I have a lot of personal interest in Chinese language content these days, I have no idea how to set up and use an "input method" but I either see the text I want in front of me or ask an LLM "How do I write X in Chinese?" and either way cut and paste.
sigseg1v
2 days ago
Chinese enter words into a keyboard using the same type of keyboard you would use in North America. The characters are entered as "pinyin" which is a romanized phonetic method of describing Chinese words. You should be able to enter it into your keyboard on Windows for example by enabling Simplified Chinese / pinyin in the language input settings.
Arnt
2 days ago
That's pretty much "type an ASCII representation of a reasonable pronounciation, then pick the right character from the drop-down menu". Details vary but that's the gist.
powersnail
3 days ago
That would make it impossible to edit non-ascii strings, like texts in foreign languages. As far as I know, most editors/IDE don't support switching fonts for string literals. It is more feasible for a syntax highlighter to highlight non-ascii characters outside of literals.
Someone
3 days ago
> As far as I know, most editors/IDE don't support switching fonts for string literals
When asked to render an Unicode character that isn’t present in the font modern OSes will automatically pick a font that has it.
https://en.wikipedia.org/wiki/Fallback_font: “A fallback font is a reserve typeface containing symbols for as many Unicode characters as possible. When a display system encounters a character that is not part of the repertoire of any of the other available fonts, a symbol from a fallback font is used instead. Typically, a fallback font will contain symbols representative of the various types of Unicode characters.”

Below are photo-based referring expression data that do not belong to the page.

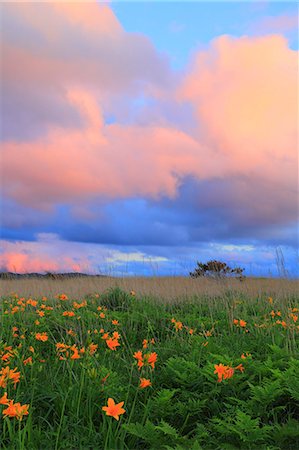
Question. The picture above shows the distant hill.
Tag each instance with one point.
(55, 276)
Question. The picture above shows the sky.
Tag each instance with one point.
(138, 138)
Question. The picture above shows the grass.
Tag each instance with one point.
(191, 332)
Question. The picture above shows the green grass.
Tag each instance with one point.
(186, 407)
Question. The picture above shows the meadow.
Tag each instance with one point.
(149, 363)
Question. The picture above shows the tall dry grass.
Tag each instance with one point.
(166, 288)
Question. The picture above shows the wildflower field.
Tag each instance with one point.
(121, 370)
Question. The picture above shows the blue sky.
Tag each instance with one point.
(141, 137)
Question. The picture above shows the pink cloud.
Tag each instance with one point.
(244, 92)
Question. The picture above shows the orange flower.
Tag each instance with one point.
(9, 374)
(240, 367)
(112, 343)
(92, 348)
(27, 361)
(113, 409)
(103, 380)
(220, 370)
(41, 337)
(138, 355)
(16, 410)
(152, 359)
(4, 400)
(32, 302)
(228, 373)
(294, 317)
(144, 383)
(75, 354)
(68, 313)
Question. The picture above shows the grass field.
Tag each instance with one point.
(176, 363)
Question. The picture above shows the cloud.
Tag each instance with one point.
(49, 253)
(89, 48)
(277, 24)
(226, 173)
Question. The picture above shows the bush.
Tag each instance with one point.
(216, 269)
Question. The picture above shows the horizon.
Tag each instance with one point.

That can be avoided, for example by storing text as “one character per byte”, but I don’t think many editors do that nowadays.
powersnail
2 days ago
But that would not distinguish between chars inside a string literal and chars outside of a string literal.
lifthrasiir
3 days ago
String literals frequently have non-ASCII characters to say the least.
user
2 days ago
user
2 days ago
oneeyedpigeon
2 days ago
It depends on whether you count html as "source code", but if so, then non-ASCII characters absolutely should be present!
metadat
3 days ago
Some platforms, such at python3 have full UTF-8 support already, so what is the problem?
userbinator
3 days ago
The one shown very clearly by this article.
keybored
3 days ago
The wrong values are from PDF files. Maybe you mean using a system-wide ASCII-only font but you finished your point with “should not be present in source code”. Source code wasn’t the problem here.
foobarchu
2 days ago
It very much is a problem in source code too though. It's unfortunately common in college courses (particularly non-CS courses with programming like bioinformatics) for instructors to distribute sample code as word docs. Cue students who can't run the code and don't know why because Word helpfully converted all double quotes to a "prettier" Unicode equivalent.
keybored
2 days ago
Bizarrely I have experienced the same thing from Latex with its purpose-made code/literal blocks.
But the most shocking thing are printed learning resources on things like Haskell where the code examples on purpose are some kind of typographic printout rather than just the symbols themselves!
metadat
3 days ago
Thanks usrbinator.. guilty grimace smile
Maybe highlighting isn't such bad idea :)
mjevans
3 days ago
Also remember to squash 'wide' characters back to the ASCII table where possible, if the data is being processed by normal tools.
There are honestly so many data-cleaning steps a pipeline could need / have to produce programatically well-formatted data.
tracker1
2 days ago
Yeah, quotes and magic quotes are another set... Nothing like discovering MySQL treats magic quotes as ANSI quotes for purposes of SQL (injection)... AddSlahshes wasn't enough.
For what it's worth TFA could still use a regexp, it would just be slightly more complex. But the conditional statement may or may not be faster or easier to reason with.
toastal
3 days ago
And yet all of these serve a different, useful purpose for semantics.
account42
2 days ago
As TFA shows, no they don't. They may have been intended for different semantics but once humans come into play if it looks vaguelly correct then its getting used.